Table 3 the fitness of clustering results with the application of different clustering algorithm on six datasets
Table 4 The accurate rate of clustering results with the application of different clustering algorithm on six datasets
Fig. 5
figure 5

The results of four algorithms on Haberman’s Survival dataset before (a) and after (b, c) clustering

According to the results displayed in Table 3 and Fig. 6, K-clustering is very unstable because of its least standard deviation on Cancer dataset and most standard deviation on Haberman’s Survival, Iris and Wine datasets. PSO-clustering is not very stable because it has a large fluctuation on Vertebral Column and Cancer datasets in terms of standard deviation. GA-clustering and MOA-clustering proposed in this paper are relative stable, however MOA-clustering outperforms GA-clustering on Vertebral Column, Iris Cancer and CMC datasets according to the standard deviation of fitness. So on the whole, MOA-clustering is more stable than other algorithm.

Fig. 6
figure 6

The standard deviation of fitness

The results in Table 4 and Fig. 7 clearly show that the MOA-clustering has the ability to locate the optimal solution, because the proposed method can get the best accuracy on all datasets in comparison of other algorithms, which means it can locate the best cluster centers. According to the accurate rate of clustering results, MOA-clustering obviously outperforms K-clustering on all datasets. What’s more, MOA-clustering has competitive performance to GA-clustering and PSO-clustering in terms of accurate rate on Haberman’s Survival and Wine datasets, and even has better accurate rate than GA -clustering and PSO-clustering on other remaining datasets.

Fig. 7
figure 7

The best accurate rate (a), the average accurate rate (b) and the worst accurate rate (c)
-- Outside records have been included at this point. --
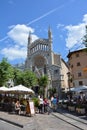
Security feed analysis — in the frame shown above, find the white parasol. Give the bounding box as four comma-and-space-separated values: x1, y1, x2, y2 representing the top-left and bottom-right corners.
0, 86, 9, 92
9, 84, 34, 94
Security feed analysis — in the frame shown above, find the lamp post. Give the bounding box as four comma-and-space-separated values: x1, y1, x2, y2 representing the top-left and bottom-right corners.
67, 71, 70, 91
67, 71, 71, 100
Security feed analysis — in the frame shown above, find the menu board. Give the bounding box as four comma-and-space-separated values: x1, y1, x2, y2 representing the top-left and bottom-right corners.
29, 101, 35, 115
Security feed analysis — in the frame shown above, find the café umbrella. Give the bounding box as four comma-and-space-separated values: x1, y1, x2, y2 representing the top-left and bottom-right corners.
9, 84, 34, 94
0, 86, 9, 93
70, 85, 87, 92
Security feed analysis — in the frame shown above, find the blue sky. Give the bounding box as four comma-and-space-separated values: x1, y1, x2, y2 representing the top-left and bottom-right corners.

To sum up, MOA -clustering is capable of reaching a high accurate rate and stability in clustering problems compared with K-means, GA, and PSO on the fitness and accurate rate of clustering results.

5 Conclusion

This paper provides a new clustering method based on Multivariant Optimization Algorithm (MOA). Six real-life datasets are used to investigate the performance of MOA-clustering. The experimental results demonstrate that the proposed clustering algorithm is an effective and feasible method to reach a high accurate rate and stability in clustering problems.